学生の頃、夏休みを利用して2ヵ月ヨーロッパを旅した。発刊されたばかりの、ガリ版で印刷しホッチキス止めの「地球の歩き方」を片手のひとり旅だった。
旅先で多くの人々に出会い、お互いに旅の話を交換した。
リスボンで部屋をシェアしたカナダの青年とお茶をしてた時に、イスの下に置いたバッグごとパスポートと財布、そしてニコンの一眼レフを盗まれた。
銀行に行き、盗まれたトラベラーズチェックの再発行を依頼するも、発行元のシティバンクからの連絡待ちとなり、当座しのげる分しか再発行してもらえなかった。確か金額にして100ドル程度。当時のレートで約一週間分の滞在費だった。パスポートは日本大使館で再発行となった。
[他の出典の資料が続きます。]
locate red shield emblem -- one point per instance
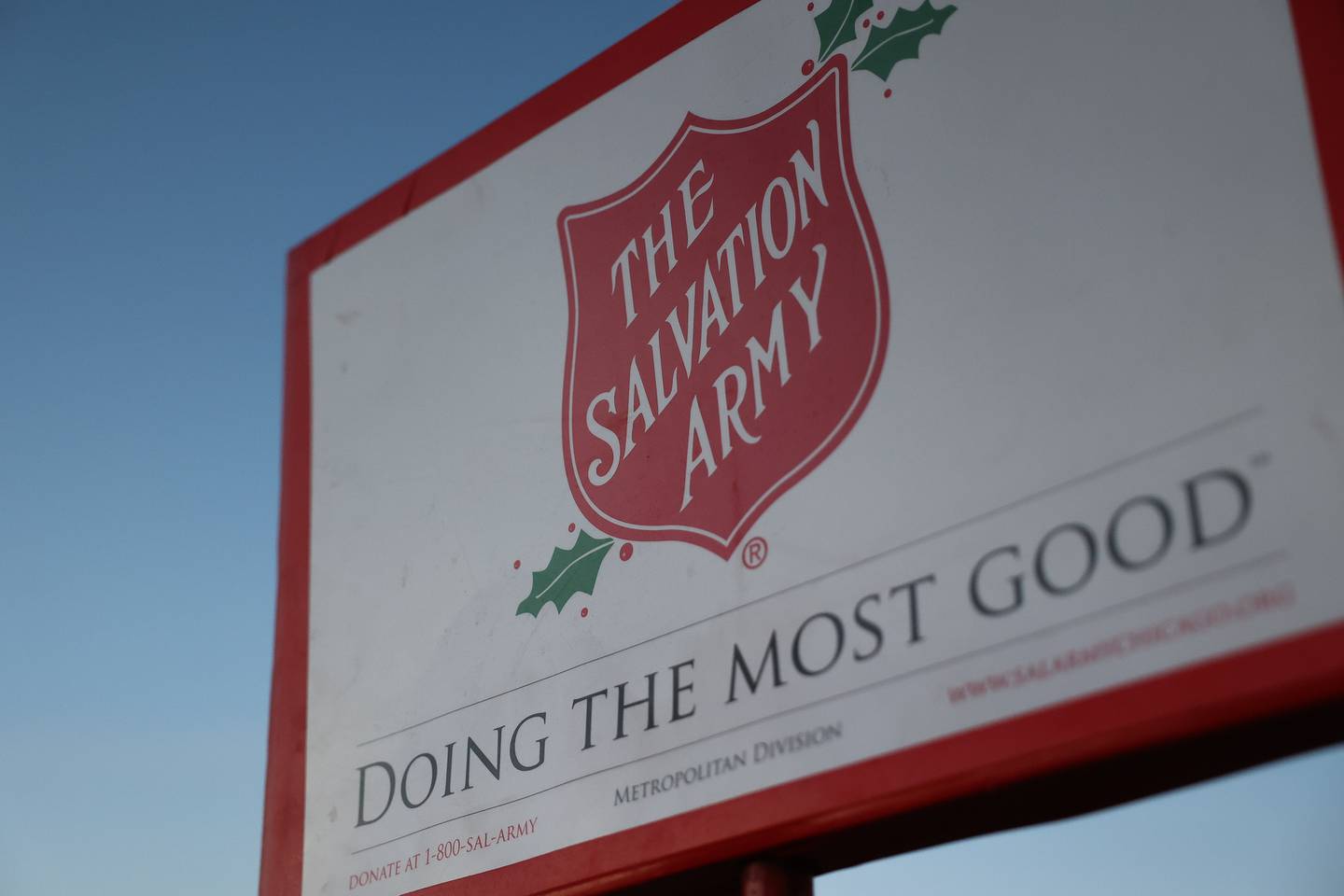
(727, 321)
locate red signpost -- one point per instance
(1113, 740)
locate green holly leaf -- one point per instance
(834, 24)
(901, 39)
(567, 574)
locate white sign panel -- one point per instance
(847, 382)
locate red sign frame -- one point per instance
(1267, 679)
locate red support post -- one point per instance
(767, 879)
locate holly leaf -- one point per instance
(568, 572)
(834, 24)
(901, 39)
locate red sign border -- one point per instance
(1295, 672)
(834, 69)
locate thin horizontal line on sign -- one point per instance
(1222, 572)
(1240, 416)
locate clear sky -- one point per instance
(156, 162)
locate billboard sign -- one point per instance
(801, 414)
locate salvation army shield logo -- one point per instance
(729, 320)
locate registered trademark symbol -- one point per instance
(754, 553)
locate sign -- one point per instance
(803, 414)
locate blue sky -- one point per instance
(156, 162)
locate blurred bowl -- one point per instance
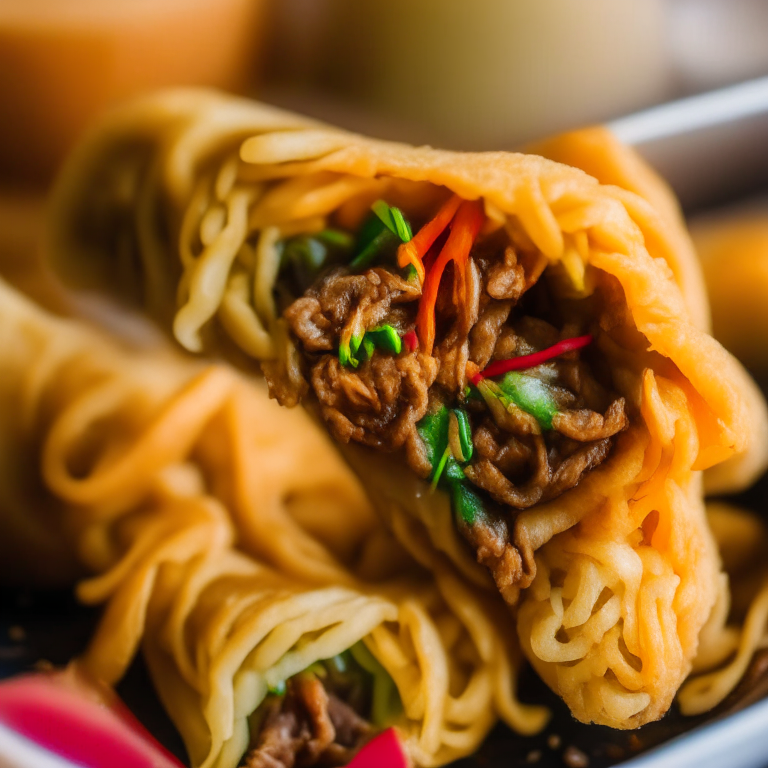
(63, 61)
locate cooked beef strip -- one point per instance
(342, 302)
(377, 404)
(308, 726)
(380, 402)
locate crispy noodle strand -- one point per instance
(222, 536)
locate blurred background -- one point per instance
(453, 73)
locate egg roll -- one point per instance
(508, 352)
(137, 472)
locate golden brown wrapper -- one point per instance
(224, 534)
(731, 283)
(220, 181)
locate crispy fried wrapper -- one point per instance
(223, 535)
(178, 203)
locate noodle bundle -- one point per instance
(572, 485)
(135, 460)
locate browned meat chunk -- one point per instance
(343, 302)
(307, 727)
(377, 404)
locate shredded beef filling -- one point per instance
(308, 726)
(517, 463)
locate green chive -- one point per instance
(467, 505)
(387, 338)
(384, 239)
(530, 395)
(278, 689)
(393, 219)
(440, 467)
(336, 237)
(465, 433)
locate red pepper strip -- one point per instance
(530, 361)
(414, 251)
(411, 341)
(464, 230)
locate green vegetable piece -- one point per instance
(393, 219)
(531, 395)
(367, 350)
(385, 704)
(348, 351)
(467, 505)
(465, 433)
(381, 242)
(438, 471)
(385, 337)
(336, 237)
(278, 689)
(453, 470)
(433, 430)
(382, 231)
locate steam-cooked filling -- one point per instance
(323, 715)
(458, 355)
(307, 726)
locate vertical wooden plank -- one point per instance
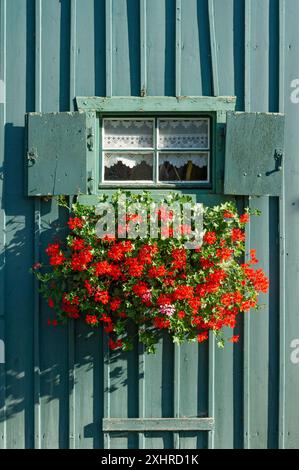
(55, 96)
(141, 379)
(18, 299)
(86, 355)
(160, 16)
(214, 47)
(126, 48)
(73, 443)
(106, 385)
(259, 97)
(109, 55)
(221, 368)
(289, 413)
(177, 392)
(123, 393)
(38, 107)
(143, 49)
(282, 237)
(159, 391)
(2, 221)
(196, 66)
(178, 48)
(191, 392)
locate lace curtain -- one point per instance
(127, 133)
(183, 133)
(180, 159)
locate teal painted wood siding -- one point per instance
(57, 385)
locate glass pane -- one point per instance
(183, 166)
(128, 166)
(183, 133)
(128, 133)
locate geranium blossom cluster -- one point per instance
(142, 287)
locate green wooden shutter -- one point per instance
(60, 153)
(254, 154)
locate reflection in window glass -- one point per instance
(184, 166)
(128, 166)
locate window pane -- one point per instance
(183, 166)
(128, 166)
(183, 133)
(128, 133)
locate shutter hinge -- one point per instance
(90, 139)
(90, 181)
(31, 155)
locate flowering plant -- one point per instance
(151, 283)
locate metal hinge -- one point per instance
(32, 155)
(90, 182)
(90, 139)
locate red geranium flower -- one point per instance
(101, 296)
(244, 218)
(201, 337)
(210, 238)
(91, 320)
(75, 222)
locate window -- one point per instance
(156, 151)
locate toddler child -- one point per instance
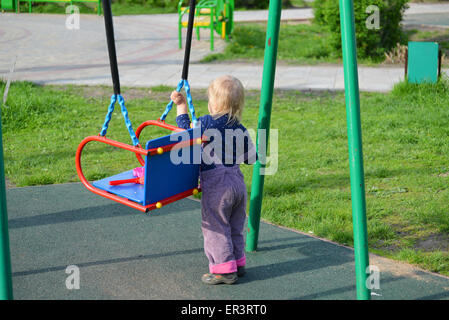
(223, 198)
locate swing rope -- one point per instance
(185, 69)
(115, 77)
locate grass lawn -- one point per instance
(405, 136)
(305, 44)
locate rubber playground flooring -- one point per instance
(124, 254)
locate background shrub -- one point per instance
(251, 4)
(371, 43)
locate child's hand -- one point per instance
(178, 98)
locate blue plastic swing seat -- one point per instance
(163, 177)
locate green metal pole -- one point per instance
(355, 147)
(5, 260)
(266, 99)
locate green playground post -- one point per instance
(5, 258)
(352, 96)
(266, 100)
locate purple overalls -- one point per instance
(223, 197)
(223, 213)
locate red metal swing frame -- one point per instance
(139, 152)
そうした手続きに追われて銀行と大使館を往復していたある日、見知らぬ地元の男から日本製のカメラを買わないかと持ち掛けられた。モノは見てないが、明らかにぼくが盗まれたカメラだ。
数年後、テレビで大沢たかお氏が主演の映画「深夜特急」に、似たようなシーンがあった。
当時、旅に慣れていない日本人が旅先で盗難にあるケースがいくつもあった。
盗まれた時は、精神的にへこむがそれを乗り越えなければならない。乗り越えたことで、人生はなんとかなるものとの思いを抱いたが、それも若気の至り。実際にはどうにもならないことがあることを、その後の人生で悟った。
苦境を乗り越えたつもりだったポルトガル。朝ごはんに何を食べてたかなんて思い出せやしない。
それでも、いろんなことに心を動かされてた若き日々。甘くほろ苦い思い出の味。